Manovra, rinnovati fondi per farmaci innovativi oncologici e non

Barsaba Taglieri
Ottobre 28, 2019

Lo ha annunciato il viceministro alla Salute, Pierpaolo Sileri, intervenendo al XXI Congresso nazionale dell'Associazione italiana di oncologia medica (Aiom). "Questo per i pazienti significa garanzia che in quei centri possono ottenere il miglior trattamento". Nello specifico, saranno stanziati 500 milioni di euro per ogni annualità.

"Gli investimenti sulle Car-T sono solo un inizio" ha commentato il viceministro Sileri", quanto ai tempi, il "2020 è vicinissimo, passerà la finanziaria e il prossimo anno siamo già a lavoro e operativi", ha concluso.

A sollecitare la conferma del fondo era stata in mattinata proprio la presidente dell'Aiom, Stefania Gori, che aveva sottolineato che "nel 2018, il limite di 500 milioni di euro (del fondo per gli oncologici, ndr.) è stato sforato, infatti la spesa per i farmaci oncologici innovativi con accesso al Fondo è stata pari a 657 milioni".

"Il fondo per i farmaci oncologici innovativi sarà rinnovato per il triennio".
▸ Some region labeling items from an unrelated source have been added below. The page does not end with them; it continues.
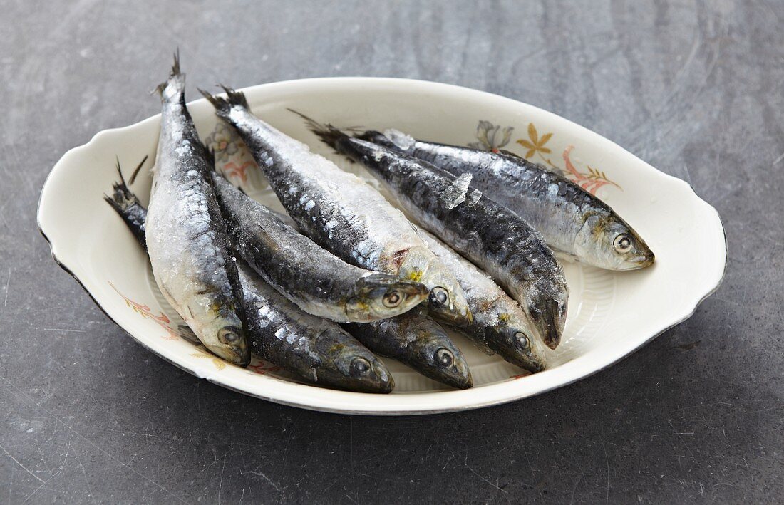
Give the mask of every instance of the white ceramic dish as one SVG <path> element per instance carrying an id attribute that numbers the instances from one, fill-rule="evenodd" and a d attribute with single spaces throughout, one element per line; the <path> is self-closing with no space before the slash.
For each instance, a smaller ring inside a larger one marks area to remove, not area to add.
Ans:
<path id="1" fill-rule="evenodd" d="M 564 337 L 549 354 L 548 370 L 534 375 L 486 356 L 463 340 L 458 344 L 475 383 L 466 391 L 444 389 L 391 360 L 387 362 L 397 388 L 386 395 L 299 384 L 259 362 L 250 369 L 234 366 L 179 336 L 181 319 L 161 296 L 145 254 L 103 200 L 117 178 L 115 157 L 126 171 L 144 155 L 154 157 L 155 116 L 102 132 L 67 153 L 44 185 L 38 225 L 54 258 L 109 317 L 142 345 L 197 377 L 273 402 L 346 413 L 442 413 L 495 405 L 574 382 L 628 355 L 691 316 L 723 277 L 726 244 L 713 207 L 683 181 L 550 113 L 478 91 L 401 79 L 307 79 L 244 91 L 257 114 L 368 180 L 361 168 L 330 153 L 287 107 L 337 126 L 391 127 L 430 140 L 503 147 L 564 170 L 644 237 L 656 263 L 617 273 L 564 264 L 571 289 Z M 210 106 L 200 99 L 189 108 L 202 137 L 218 149 L 219 164 L 252 196 L 278 205 L 249 156 L 216 123 Z M 514 128 L 508 135 L 506 127 Z M 145 204 L 151 179 L 144 170 L 132 188 Z"/>

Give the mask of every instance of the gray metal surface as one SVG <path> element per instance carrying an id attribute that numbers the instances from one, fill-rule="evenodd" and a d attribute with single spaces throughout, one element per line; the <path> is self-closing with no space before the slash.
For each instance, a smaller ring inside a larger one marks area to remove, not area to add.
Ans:
<path id="1" fill-rule="evenodd" d="M 782 498 L 782 2 L 128 3 L 3 2 L 0 503 Z M 158 112 L 177 45 L 191 98 L 396 76 L 564 116 L 716 206 L 724 285 L 621 363 L 496 408 L 350 417 L 200 381 L 109 321 L 34 222 L 63 153 Z"/>

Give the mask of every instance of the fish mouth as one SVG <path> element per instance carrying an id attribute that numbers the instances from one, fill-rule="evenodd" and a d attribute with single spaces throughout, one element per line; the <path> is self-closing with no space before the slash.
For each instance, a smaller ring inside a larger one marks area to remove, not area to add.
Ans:
<path id="1" fill-rule="evenodd" d="M 644 269 L 646 267 L 651 266 L 656 261 L 656 258 L 652 252 L 639 254 L 635 256 L 633 258 L 630 258 L 623 262 L 623 263 L 614 269 L 618 271 L 626 271 L 626 270 L 639 270 L 641 269 Z"/>
<path id="2" fill-rule="evenodd" d="M 456 389 L 469 389 L 474 386 L 474 377 L 463 353 L 455 346 L 445 345 L 432 351 L 429 366 L 418 369 L 426 377 Z"/>
<path id="3" fill-rule="evenodd" d="M 247 346 L 243 347 L 223 347 L 223 346 L 205 346 L 207 349 L 230 363 L 239 366 L 247 366 L 250 364 L 250 351 Z"/>
<path id="4" fill-rule="evenodd" d="M 539 342 L 525 332 L 492 326 L 485 329 L 485 335 L 490 348 L 506 361 L 532 373 L 545 369 L 545 359 Z"/>
<path id="5" fill-rule="evenodd" d="M 530 311 L 533 329 L 539 334 L 545 345 L 555 349 L 561 343 L 561 336 L 566 323 L 566 313 L 560 310 L 554 300 L 545 300 Z"/>
<path id="6" fill-rule="evenodd" d="M 359 356 L 365 359 L 365 356 Z M 363 377 L 343 376 L 339 386 L 343 389 L 358 393 L 391 393 L 394 389 L 394 378 L 387 369 L 387 366 L 377 358 L 371 363 L 370 373 Z"/>

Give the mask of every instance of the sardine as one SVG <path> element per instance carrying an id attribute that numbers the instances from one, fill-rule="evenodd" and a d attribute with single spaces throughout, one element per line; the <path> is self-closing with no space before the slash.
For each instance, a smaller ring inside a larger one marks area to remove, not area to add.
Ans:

"Per le terapie innovative troveremo finanziamenti e le renderemo sostenibili e soprattutto accessibili a tutti coloro che ne hanno bisogno, purché non si generino dispersioni con centri che nascono come 'funghi' ma che poi non sono in grado di portare a termine i risultati".

Rispetto poi alla questione dell'aumento della spesa per i farmaci, Sileri ha sottolineato come sia "necessario un maggiore coinvolgimento di tutti gli attori del sistema".

Secondo Sileri, inoltre, altrettanto "fondamentale è che i risparmi derivati vengano reinvestiti sempre nella Sanità e nello stesso ambito dove il risparmio si è realizzato".